Pada masa lampau, ada seorang 'abid
(ahli ibadah) dari kalangan Bani Israil. Tak berlalu sedikit pun kecuali ia isi
dengan taqarrub
kepada Allah. Karena kesalehannya, Allah SWT selalu melindunginya. Ke mana pun
ia pergi, awan-awan akan bergerak melindungi dari sengatan sinar matahari,
sehingga badannya tidak kepanasan.
Suatu hari, Allah SWT mempertemukan ahli ibadah ini dengan seorang
wanita pelacur. Saat melihat sang 'abid,
timbul dalam hati pelacur ini keinginan untuk bertobat. Ia mendekati 'abid ini
dengan harapan agar ia sudi memintakan ampun kepada Allah. Namun apa yang
terjadi? Saat pelacur itu mendekat, timbullah rasa jijik dalam hati sang 'abid.
Dengan kata-kata menyakitkan, ia mengusir pelacur tersebut untuk menjauh
darinya. Ia merasa dirinya suci dan takut kesuciannya ternoda oleh seorang
pelacur rendahan.
Rasulullah SAW menceritakan akhir kisah ini bahwa Allah mengampuni
seluruh dosa pelacur itu dan mencabut keistimewaan sang 'abid serta membatalkan
smeua amal yang pernah dilakukannya.
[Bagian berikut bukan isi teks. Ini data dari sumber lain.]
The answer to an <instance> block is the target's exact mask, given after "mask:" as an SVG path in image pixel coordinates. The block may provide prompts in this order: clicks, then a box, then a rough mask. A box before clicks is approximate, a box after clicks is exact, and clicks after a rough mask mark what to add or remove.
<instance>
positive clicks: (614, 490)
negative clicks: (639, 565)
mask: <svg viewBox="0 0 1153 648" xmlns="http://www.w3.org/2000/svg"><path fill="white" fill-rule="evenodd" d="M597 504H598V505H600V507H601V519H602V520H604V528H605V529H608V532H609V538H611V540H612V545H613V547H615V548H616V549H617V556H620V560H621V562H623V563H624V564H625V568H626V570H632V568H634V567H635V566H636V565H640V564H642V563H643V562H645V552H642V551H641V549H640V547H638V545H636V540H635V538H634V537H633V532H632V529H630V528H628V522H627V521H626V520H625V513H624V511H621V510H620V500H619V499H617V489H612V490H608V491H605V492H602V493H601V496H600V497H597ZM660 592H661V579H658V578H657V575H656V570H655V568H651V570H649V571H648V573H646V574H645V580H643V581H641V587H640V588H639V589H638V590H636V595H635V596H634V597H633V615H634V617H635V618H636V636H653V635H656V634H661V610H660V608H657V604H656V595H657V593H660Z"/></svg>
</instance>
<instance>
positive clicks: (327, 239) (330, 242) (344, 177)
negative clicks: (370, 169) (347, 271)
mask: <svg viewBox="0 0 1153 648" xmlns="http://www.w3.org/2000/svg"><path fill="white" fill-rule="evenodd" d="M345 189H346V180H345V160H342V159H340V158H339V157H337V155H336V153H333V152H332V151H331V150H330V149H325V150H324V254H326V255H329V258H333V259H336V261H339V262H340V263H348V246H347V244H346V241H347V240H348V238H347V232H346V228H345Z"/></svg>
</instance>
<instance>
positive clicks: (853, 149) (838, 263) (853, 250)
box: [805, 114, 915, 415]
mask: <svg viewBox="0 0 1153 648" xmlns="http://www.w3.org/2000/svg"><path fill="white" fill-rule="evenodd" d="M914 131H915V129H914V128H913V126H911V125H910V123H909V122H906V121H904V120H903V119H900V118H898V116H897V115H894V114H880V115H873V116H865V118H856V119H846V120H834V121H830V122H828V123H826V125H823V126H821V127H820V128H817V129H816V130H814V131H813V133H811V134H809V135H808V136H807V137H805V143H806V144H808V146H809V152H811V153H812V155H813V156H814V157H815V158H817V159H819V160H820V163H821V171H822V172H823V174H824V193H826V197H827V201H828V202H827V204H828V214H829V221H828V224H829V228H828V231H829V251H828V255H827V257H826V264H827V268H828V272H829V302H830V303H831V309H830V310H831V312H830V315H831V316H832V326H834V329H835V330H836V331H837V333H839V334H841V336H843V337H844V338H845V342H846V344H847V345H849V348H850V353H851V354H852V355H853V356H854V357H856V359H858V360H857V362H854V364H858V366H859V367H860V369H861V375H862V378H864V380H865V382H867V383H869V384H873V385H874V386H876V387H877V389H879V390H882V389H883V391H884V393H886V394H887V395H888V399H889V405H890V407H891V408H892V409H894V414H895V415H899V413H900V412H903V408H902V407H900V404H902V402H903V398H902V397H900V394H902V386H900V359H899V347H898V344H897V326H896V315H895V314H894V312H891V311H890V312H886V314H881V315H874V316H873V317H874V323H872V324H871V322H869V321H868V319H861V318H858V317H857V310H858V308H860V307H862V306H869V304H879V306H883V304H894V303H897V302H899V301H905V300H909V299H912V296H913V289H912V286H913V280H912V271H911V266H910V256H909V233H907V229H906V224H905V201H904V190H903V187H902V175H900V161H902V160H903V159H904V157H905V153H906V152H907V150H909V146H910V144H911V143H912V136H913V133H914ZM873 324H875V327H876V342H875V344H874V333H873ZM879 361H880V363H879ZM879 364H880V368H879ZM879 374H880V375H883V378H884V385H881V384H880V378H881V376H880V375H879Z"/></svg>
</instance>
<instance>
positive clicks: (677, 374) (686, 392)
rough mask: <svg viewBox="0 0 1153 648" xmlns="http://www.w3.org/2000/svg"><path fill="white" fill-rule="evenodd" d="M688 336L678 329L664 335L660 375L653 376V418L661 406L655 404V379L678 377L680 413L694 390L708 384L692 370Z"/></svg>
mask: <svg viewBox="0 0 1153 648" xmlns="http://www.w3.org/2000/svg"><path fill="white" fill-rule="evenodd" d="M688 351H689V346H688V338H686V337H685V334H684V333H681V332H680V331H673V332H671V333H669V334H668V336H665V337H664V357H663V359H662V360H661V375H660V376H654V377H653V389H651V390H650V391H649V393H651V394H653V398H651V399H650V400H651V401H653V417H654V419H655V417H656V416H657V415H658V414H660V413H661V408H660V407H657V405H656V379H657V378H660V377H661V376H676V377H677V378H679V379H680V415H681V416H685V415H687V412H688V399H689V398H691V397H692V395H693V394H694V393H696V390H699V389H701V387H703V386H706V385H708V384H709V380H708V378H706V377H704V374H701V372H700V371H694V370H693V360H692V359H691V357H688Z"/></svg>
Allah pun menghinakannya. Sampai-sampai
seorang laki-laki berani menginjak tengkuk ahli ibadah ini saat ia tengah
bersujud di tempat tafakurnya.
Ibnu Atha'ilah dalam kitab Hikam
mengomentari kisah ini, Sesungguhnya, kemaksiatan yang menimbulkan rasa rendah
hati dan harapan (akan rahmat dan kasih sayang Allah) lebih baik daripada taat
yang membangkitkan rasa mulia diri dan keangkuhan.
Saudaraku, tidak ada manusia sempurna di dunia ini, selain
Rasulullah SAW. Semulia dan setinggi apa pun derajat seseorang, pasti ia pernah
melakukan dosa dan kesalahan. Karena itu, tidak pantas bagi kita menghina dan
merendahkan orang karena kesalahan dan dosa-dosa yang pernah dilakukannya.
Ketahuilah, saat kita menghina dan merendahkan mereka, sebenarnya saat itu pula
kita telah merendahkan dan menginakan diri kita sendiri. Kecuali terhadap
orang-orang yang memang telah direndahkan Allah.
Hakikatnya, selain dengan amal ibadah, Allah pun bisa mengangkat
derajat seseorang karena dosa-dosanya. Bagaimana mungkin? Saat seseorang
berdosa dan menyesali dosa-dosa yang dilakukannya, kemudian terus-menerus
meminta ampun kepada Allah, ia pun gigih menjauhi dosa, serta berusaha menebus
dosa-dosa tersebut dengan kebaikan, maka yakinlah, saat itu pula Allah SWT akan
mengangkat derajatnya. Difirmankan, Hai orang-orang yang beriman, bertobatlah
kepada Allah dengan tobat yang sebenar-benarnya, mudah-mudahan Tuhan kamu akan
menghapus kesalahan-kesalahanmu dan memasukkan kamu ke dalam surga yang
mengalir di bawahnya sungai-sungai (QS At Tahriim [66]: 8).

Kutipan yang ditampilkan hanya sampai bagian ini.